My inability to properly conceptualise references strikes again :(

I seem incapable of truly internalising references, especially when they are being passed between distinct lumps of code. Despite reading, understanding and implementing, when I come to create new code that passes references I always seem to run into trouble. I don't think it's a lack of knowledge, it is a lack of understanding that repeatedly causes problems similar to this one.

Any thoughts on how to get over this mental block would be appreciated.

Any thoughts on how to get over this mental block would be appreciated.

Do you have more experience in other languages? For example, has the concept of pointers in C / C++, or the concept of variables holding references to objects in Java "clicked" for you? If so, it's probably possible to transfer that idea to references in Perl. A simplified view is: there's the variable that represents the "raw memory" that actually stores the data, e.g. $scalar, @array, or %hash, and then there are the references that basically store the memory address to another piece of data in a $scalar variable.

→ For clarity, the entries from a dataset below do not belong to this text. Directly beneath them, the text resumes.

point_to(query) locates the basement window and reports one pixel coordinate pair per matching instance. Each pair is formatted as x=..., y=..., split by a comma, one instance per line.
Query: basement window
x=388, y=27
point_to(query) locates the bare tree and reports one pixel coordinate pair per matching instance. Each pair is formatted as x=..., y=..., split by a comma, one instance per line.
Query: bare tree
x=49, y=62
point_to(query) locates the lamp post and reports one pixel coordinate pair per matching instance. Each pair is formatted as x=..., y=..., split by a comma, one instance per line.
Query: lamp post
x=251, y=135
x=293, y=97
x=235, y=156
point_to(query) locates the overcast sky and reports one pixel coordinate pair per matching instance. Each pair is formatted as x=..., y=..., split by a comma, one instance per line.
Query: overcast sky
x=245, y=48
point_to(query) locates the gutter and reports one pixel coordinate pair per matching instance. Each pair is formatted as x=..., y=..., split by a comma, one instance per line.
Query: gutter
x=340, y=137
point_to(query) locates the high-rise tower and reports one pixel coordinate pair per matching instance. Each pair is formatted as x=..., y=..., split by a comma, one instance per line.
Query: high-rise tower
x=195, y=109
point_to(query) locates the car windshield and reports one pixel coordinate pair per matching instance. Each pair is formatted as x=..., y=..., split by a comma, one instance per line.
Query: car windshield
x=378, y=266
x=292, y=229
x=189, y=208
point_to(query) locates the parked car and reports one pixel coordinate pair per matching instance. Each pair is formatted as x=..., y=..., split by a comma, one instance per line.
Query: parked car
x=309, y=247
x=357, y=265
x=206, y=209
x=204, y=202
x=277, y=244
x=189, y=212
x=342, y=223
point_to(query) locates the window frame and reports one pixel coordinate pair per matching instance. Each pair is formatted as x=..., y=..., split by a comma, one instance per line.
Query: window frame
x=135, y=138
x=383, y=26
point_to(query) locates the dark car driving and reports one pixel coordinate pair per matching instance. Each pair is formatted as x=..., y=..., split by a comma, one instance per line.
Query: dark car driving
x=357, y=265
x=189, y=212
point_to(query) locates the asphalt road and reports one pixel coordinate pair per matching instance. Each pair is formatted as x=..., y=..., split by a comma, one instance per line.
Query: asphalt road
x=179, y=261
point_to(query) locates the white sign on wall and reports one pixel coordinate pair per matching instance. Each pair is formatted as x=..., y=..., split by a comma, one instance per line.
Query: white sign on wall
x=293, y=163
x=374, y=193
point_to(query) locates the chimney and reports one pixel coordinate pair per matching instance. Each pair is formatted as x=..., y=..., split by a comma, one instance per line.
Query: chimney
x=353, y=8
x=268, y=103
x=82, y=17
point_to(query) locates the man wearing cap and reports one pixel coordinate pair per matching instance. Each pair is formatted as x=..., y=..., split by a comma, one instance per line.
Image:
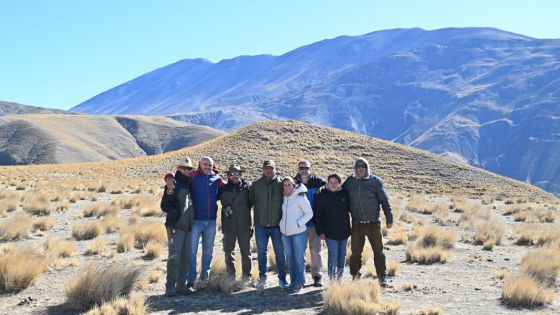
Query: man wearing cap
x=177, y=204
x=313, y=183
x=266, y=196
x=236, y=220
x=366, y=194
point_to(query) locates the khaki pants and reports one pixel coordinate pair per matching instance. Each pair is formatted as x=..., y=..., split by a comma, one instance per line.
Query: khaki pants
x=373, y=233
x=315, y=251
x=244, y=240
x=178, y=263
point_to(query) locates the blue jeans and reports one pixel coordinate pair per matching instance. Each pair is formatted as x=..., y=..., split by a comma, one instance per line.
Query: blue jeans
x=206, y=230
x=337, y=255
x=295, y=245
x=262, y=234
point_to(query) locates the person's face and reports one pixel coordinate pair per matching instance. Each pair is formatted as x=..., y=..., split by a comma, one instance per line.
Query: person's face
x=233, y=177
x=304, y=171
x=361, y=169
x=184, y=170
x=333, y=184
x=269, y=171
x=206, y=167
x=288, y=187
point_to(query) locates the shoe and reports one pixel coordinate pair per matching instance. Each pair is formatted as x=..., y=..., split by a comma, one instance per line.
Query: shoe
x=382, y=281
x=317, y=282
x=170, y=292
x=261, y=285
x=283, y=284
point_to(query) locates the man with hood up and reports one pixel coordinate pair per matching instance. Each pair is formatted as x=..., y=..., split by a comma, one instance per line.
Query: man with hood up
x=367, y=194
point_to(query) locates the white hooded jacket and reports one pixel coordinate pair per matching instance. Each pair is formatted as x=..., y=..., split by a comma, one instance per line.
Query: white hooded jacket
x=296, y=212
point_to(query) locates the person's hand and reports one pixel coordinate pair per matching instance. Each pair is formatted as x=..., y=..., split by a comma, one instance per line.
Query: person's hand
x=170, y=182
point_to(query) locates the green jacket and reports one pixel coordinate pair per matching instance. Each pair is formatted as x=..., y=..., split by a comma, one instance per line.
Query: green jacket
x=267, y=196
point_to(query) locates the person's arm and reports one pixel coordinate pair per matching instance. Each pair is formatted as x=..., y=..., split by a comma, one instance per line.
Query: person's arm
x=305, y=207
x=384, y=201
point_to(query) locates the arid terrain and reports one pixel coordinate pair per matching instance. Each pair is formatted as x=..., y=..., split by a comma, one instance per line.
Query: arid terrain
x=465, y=241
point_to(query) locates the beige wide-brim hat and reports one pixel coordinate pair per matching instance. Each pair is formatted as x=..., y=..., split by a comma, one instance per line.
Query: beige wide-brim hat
x=185, y=162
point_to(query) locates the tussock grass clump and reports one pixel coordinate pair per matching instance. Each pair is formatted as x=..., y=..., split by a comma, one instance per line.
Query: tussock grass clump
x=357, y=297
x=86, y=231
x=100, y=209
x=19, y=270
x=145, y=232
x=16, y=227
x=98, y=283
x=525, y=291
x=432, y=245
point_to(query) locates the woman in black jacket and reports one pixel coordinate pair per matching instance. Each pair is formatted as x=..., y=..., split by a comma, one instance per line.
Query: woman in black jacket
x=332, y=221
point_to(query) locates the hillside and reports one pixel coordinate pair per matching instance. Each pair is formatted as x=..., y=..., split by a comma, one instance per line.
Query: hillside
x=56, y=138
x=10, y=108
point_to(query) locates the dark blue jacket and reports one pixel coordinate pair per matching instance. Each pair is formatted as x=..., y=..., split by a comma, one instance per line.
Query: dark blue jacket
x=313, y=184
x=204, y=190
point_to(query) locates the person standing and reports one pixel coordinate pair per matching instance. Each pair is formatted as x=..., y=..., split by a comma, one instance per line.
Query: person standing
x=313, y=183
x=332, y=221
x=266, y=197
x=236, y=220
x=177, y=204
x=296, y=212
x=367, y=193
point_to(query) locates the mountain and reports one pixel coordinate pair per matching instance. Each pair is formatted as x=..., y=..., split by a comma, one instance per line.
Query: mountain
x=10, y=108
x=479, y=95
x=56, y=138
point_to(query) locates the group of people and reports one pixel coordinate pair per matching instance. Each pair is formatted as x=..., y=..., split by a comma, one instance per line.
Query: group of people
x=293, y=212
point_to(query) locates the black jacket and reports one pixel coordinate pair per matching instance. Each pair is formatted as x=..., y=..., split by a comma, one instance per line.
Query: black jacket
x=177, y=204
x=236, y=196
x=332, y=214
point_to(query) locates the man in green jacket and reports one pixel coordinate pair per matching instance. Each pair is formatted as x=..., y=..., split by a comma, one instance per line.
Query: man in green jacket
x=266, y=196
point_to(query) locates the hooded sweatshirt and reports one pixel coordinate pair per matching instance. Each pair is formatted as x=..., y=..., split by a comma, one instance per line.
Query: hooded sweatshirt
x=296, y=212
x=366, y=195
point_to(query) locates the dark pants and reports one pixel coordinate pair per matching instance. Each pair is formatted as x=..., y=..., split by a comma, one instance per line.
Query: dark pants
x=373, y=233
x=243, y=239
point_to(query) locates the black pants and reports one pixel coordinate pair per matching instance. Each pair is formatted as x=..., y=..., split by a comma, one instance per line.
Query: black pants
x=373, y=233
x=243, y=239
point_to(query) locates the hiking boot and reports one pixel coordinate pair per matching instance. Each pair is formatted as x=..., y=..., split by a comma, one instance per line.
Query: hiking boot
x=317, y=282
x=261, y=285
x=283, y=284
x=170, y=292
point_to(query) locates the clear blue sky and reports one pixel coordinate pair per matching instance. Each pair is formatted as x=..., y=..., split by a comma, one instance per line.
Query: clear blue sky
x=60, y=53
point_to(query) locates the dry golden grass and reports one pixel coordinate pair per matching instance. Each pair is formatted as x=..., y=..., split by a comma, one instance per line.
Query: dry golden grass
x=525, y=291
x=96, y=246
x=431, y=310
x=133, y=305
x=16, y=227
x=542, y=264
x=97, y=283
x=20, y=269
x=357, y=297
x=43, y=224
x=125, y=242
x=147, y=231
x=153, y=249
x=86, y=231
x=100, y=209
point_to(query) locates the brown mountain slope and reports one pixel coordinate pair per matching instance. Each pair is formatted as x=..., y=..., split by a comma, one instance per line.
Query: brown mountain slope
x=56, y=138
x=402, y=168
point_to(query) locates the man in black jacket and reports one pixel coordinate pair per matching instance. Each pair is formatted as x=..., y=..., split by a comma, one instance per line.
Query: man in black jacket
x=367, y=196
x=177, y=204
x=236, y=220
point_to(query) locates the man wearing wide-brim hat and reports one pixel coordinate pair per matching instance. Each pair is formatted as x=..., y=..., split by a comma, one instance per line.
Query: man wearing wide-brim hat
x=236, y=220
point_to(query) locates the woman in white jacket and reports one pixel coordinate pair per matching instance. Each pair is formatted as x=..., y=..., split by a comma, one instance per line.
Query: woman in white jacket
x=296, y=211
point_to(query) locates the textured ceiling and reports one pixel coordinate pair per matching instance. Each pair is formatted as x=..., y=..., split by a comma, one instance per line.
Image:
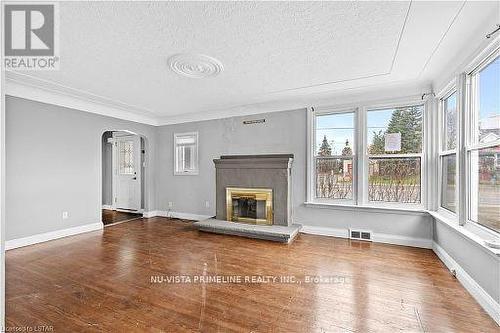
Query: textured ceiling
x=117, y=52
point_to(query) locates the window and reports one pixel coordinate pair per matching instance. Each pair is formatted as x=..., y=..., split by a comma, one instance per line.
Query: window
x=394, y=148
x=390, y=171
x=483, y=148
x=186, y=153
x=126, y=157
x=334, y=156
x=448, y=152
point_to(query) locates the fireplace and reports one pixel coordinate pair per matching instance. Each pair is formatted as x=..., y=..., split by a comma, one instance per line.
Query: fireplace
x=254, y=189
x=249, y=205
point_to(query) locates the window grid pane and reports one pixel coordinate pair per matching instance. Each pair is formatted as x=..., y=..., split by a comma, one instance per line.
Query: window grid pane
x=333, y=150
x=186, y=153
x=448, y=182
x=334, y=178
x=126, y=157
x=450, y=122
x=487, y=104
x=484, y=203
x=394, y=180
x=404, y=121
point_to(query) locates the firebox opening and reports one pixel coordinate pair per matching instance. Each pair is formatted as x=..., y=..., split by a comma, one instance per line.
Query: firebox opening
x=249, y=205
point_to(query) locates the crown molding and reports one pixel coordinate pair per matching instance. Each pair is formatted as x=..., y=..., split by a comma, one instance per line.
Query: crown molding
x=29, y=87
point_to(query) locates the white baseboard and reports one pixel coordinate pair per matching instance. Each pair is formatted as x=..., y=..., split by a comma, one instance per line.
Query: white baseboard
x=402, y=240
x=47, y=236
x=325, y=231
x=480, y=295
x=379, y=238
x=178, y=215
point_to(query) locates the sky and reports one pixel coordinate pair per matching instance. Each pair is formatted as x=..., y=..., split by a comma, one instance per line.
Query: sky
x=340, y=127
x=489, y=90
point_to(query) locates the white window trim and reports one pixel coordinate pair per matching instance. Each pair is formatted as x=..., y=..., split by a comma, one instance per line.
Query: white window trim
x=468, y=145
x=195, y=171
x=449, y=90
x=360, y=156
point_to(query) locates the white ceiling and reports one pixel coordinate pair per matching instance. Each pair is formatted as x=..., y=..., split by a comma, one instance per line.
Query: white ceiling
x=115, y=53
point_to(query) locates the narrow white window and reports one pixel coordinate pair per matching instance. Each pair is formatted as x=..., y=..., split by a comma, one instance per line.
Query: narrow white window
x=448, y=152
x=186, y=153
x=483, y=148
x=334, y=156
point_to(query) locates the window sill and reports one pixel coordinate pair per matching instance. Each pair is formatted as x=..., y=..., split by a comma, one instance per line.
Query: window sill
x=465, y=232
x=186, y=173
x=366, y=208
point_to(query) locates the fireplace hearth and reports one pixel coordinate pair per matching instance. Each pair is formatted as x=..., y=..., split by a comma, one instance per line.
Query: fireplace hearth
x=253, y=198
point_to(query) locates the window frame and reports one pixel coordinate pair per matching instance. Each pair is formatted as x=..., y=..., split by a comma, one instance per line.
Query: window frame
x=422, y=155
x=442, y=153
x=195, y=170
x=360, y=154
x=470, y=116
x=312, y=148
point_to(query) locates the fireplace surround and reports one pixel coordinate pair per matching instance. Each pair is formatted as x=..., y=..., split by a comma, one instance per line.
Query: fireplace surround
x=249, y=205
x=260, y=186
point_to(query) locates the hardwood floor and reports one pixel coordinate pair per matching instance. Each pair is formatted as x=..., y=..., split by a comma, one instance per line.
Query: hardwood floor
x=114, y=216
x=102, y=281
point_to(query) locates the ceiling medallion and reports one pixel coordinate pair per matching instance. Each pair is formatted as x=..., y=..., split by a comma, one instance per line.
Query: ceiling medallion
x=195, y=66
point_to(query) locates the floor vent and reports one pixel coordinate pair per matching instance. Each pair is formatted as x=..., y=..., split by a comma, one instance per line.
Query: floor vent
x=360, y=234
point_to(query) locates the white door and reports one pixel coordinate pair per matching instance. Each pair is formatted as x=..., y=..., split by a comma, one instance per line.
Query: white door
x=128, y=172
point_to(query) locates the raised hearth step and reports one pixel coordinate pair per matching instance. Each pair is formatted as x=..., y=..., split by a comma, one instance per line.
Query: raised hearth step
x=275, y=233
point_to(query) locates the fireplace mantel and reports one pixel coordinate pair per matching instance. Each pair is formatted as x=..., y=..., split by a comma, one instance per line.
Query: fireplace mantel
x=256, y=171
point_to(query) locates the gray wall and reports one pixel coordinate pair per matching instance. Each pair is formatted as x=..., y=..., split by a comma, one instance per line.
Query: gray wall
x=482, y=265
x=107, y=169
x=283, y=132
x=53, y=164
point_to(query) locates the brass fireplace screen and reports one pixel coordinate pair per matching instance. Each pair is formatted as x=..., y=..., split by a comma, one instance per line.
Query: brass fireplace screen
x=249, y=205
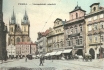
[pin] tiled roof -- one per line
(45, 33)
(25, 43)
(101, 8)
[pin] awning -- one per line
(59, 52)
(53, 53)
(67, 51)
(47, 54)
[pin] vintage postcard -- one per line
(51, 34)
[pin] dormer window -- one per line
(94, 9)
(76, 15)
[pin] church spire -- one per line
(25, 18)
(13, 18)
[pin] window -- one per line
(94, 9)
(80, 41)
(18, 39)
(89, 28)
(95, 38)
(102, 15)
(101, 25)
(76, 15)
(24, 29)
(76, 30)
(95, 17)
(11, 29)
(72, 16)
(95, 26)
(101, 38)
(71, 30)
(89, 19)
(69, 43)
(76, 42)
(80, 28)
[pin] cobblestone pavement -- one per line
(97, 64)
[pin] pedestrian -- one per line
(41, 61)
(26, 59)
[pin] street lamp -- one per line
(11, 51)
(100, 43)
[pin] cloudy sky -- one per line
(42, 16)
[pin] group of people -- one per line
(41, 61)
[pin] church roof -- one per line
(94, 4)
(25, 43)
(77, 8)
(13, 17)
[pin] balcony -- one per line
(101, 20)
(73, 35)
(79, 46)
(95, 44)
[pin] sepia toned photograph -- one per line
(51, 34)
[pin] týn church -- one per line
(19, 33)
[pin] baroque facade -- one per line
(19, 33)
(42, 42)
(3, 31)
(25, 48)
(56, 36)
(95, 31)
(75, 31)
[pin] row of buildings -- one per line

When you say my %origvars = ( frames => \&get_frames );, you've got a fresh piece of memory and you're actually storing the key frames with its value there. When you say my $vars = \%origvars;, you're asking Perl to store the address of that piece of memory into the variable $vars, so you're not copying the hash, just saving a reference to it. my $vars = { frames => \&get_frames }; simply combines these two things into one step: it allocates a fresh piece of memory somewhere, stores the hash there (it's called an anonymous hash because you're not giving it a name like %origvars in the previous example), and then gives you a reference to that piece of memory.

Dereferencing basically allows you to work with a reference as if it were the original data structure. So for example, $vars->{frames} doescan be used the same as $origvars{frames}, my %foo = %$vars; makes a shallow copy of the hash into %foo the same way that my %foo = %origvars; does, and so on.

An important concept to remember is that Perl (almost) never implicitly references or dereferences anything, you have to do that through the corresponding operators. So in your example above, my suspicion would be that you've mixed up my %hash = (...); and my $hashref = {...};, or you're expecting a the hashref $vars to be automatically dereferenced where it won't be.

Again, all of this is very much simplified in hopes that it might help make things click. A thorough read of perlref will hopefully help.

What are references

Every variable needs a memory address.

C has pointers to handle that type of data. It has also pointer arithmetic.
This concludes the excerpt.